By evening's end, the mayhem in Tracy Letts' grim 1993 comedy Killer Joe is downright cacophonous. Yet the current St. Louis Actors' Studio staging is most effective when it is most quiet. Every time Joe Cooper, the menacing title character, keeps his mouth shut, the audience is taut with expectation. His baleful pauses are more threatening than any words he utters. Joe is a slow fuse inching its way toward a keg filled with gunpowder. We know that when the connection is made, there's going to be a ferocious and very lethal explosion.
But before we meet Killer Joe, we are introduced to the Smith clan. (There's an all-American surname for you.) The Smiths are trailer-park trash. Not the creepy kind that inhabit movies like Boys Don't Cry; the loopy Ansel Smith and his level-headed wife Sharla are more like Fred and Wilma Flintstone. They're cartoon characters. Even when they plot the murder of Ansel's ex- wife Adele, they're straight from (X-rated) Looney Tunes. Letts, who won a Pulitzer Prize in 2008 for August: Osage County, has claimed inspiration from the likes of Tennessee Williams and William Faulkner. Maybe so, but the hapless Smiths of Texas are more akin to Jimmy Breslin's gang that couldn't shoot straight than to the inhabitants of Faulkner's Yoknapatawpha County.
Murder, of course, is more easily fantasized than executed. Enter Killer Joe, a local police officer who moonlights as an assassin. But here's the rub: Joe requires a $25,000 deposit; the Smiths won't have any money until Adele's insurance policy pays off. The impending murder is at an impasse — until Joe eyes the nubile Dottie, Ansel's dotty, sleepwalking, virginal daughter, who will serve quite nicely, thank you, as a retainer for Joe's services.
By now we're only midway through Act One, and any more plot than this you don't want to know. What you should know is that, despite its similarities to drearier and often more self-conscious plays (cf. Sam Shepard and David Mamet), Killer Joe has an oddball rawness and sensuality that is all its own. It can be boisterously, crudely funny, then turn on a dime and have you holding your breath in suspense.
The cast is uniformly terrific. As the clueless family patriarch, Larry Dell sets the evening's daffy tone. This amiable dunce is so likable that we enter the play's twisted universe through his good nature. Missy Miller's no-nonsense wife Sharla is just the opposite. Her matter-of-fact demeanor portends the blackness in black comedy. James E. Slover plays Chris, the son whose financial straits trigger the play's spiraling events. Slover's stark, angular face is like a death mask that has already been cast. His manic desperation hovers over the evening as an eerie reminder that beyond the comedy, something terrible is looming.
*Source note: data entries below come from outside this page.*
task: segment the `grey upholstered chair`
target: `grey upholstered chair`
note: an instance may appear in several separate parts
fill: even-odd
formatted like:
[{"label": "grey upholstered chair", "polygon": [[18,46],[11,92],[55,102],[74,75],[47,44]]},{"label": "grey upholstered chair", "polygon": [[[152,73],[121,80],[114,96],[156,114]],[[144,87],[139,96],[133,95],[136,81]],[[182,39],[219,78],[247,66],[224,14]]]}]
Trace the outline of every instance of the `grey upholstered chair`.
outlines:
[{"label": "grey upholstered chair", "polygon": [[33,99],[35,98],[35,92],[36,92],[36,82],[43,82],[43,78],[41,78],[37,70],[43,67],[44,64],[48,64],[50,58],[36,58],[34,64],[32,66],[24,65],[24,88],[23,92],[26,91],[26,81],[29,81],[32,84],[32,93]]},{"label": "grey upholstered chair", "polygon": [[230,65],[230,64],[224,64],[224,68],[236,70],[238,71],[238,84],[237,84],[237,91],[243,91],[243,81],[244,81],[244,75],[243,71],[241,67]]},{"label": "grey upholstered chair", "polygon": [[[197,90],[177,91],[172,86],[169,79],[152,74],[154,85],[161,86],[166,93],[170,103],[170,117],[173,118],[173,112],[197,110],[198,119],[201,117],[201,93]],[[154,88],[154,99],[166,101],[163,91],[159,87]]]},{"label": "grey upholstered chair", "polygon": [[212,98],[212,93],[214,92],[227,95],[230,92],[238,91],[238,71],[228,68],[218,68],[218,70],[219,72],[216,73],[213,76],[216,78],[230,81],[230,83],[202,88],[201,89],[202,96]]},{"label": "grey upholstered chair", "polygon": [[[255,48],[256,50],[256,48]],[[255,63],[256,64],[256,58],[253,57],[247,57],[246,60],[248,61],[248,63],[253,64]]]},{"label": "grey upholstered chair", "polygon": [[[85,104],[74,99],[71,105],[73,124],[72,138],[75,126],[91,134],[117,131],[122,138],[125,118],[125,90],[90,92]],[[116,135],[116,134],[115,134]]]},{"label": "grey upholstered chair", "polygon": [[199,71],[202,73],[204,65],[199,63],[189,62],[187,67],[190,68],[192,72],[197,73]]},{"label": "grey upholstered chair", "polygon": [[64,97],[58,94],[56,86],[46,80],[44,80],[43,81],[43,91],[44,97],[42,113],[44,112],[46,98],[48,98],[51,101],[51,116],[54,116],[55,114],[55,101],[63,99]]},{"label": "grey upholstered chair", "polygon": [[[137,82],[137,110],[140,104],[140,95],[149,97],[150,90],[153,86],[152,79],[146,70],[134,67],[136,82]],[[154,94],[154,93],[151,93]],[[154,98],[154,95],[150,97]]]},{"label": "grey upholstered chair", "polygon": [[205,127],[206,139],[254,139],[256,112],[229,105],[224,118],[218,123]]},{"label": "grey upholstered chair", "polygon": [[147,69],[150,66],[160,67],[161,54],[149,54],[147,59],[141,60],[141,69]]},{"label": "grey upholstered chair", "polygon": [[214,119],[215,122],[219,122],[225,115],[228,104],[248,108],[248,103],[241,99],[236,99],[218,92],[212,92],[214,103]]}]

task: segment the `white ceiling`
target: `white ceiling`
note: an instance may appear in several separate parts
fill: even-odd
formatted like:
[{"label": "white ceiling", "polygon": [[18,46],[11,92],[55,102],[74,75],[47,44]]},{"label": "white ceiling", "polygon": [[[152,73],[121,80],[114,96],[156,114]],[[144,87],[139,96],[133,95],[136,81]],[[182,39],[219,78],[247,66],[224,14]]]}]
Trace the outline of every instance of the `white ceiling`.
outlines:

As cowboy killer Joe, Jason Cannon doesn't need a horse to stand tall in the saddle. From his first stealthy entrance into the Smiths' trailer home in his Stetson hat and sleek Australian duster, Joe commands our attention. Cannon has always appreciated the effect of the extra beat, and he uses that knowledge to great effect here. But most intriguing of all is Rachel Fenton as the perplexingly unpredictable daughter. Dottie is the one character we care for, the only Smith we laugh with rather than at. Fenton keeps us constantly off-balance. The fear in her eyes is offset by the fearlessness of her actions. Fenton's sensitive portrayal is a beautiful construct of contradictions.
Milton Zoth has directed Killer Joe at the brisk clip the piece requires. What he has not done is to establish the family television set as an integral part of the story. To Letts the tube is a hypnotic corrosion that paralyzes our lives. Here it's merely an ineffectual stage effect. Also, the violence at the play's climax is mostly a mess. In the final minutes, the production implodes. Too bad, because for most of its idiosyncratic journey this Killer Joe delivers deliciously wicked theater. That a play whose actions are mired in amorality can be so improbably entertaining — now, there's wonder for you.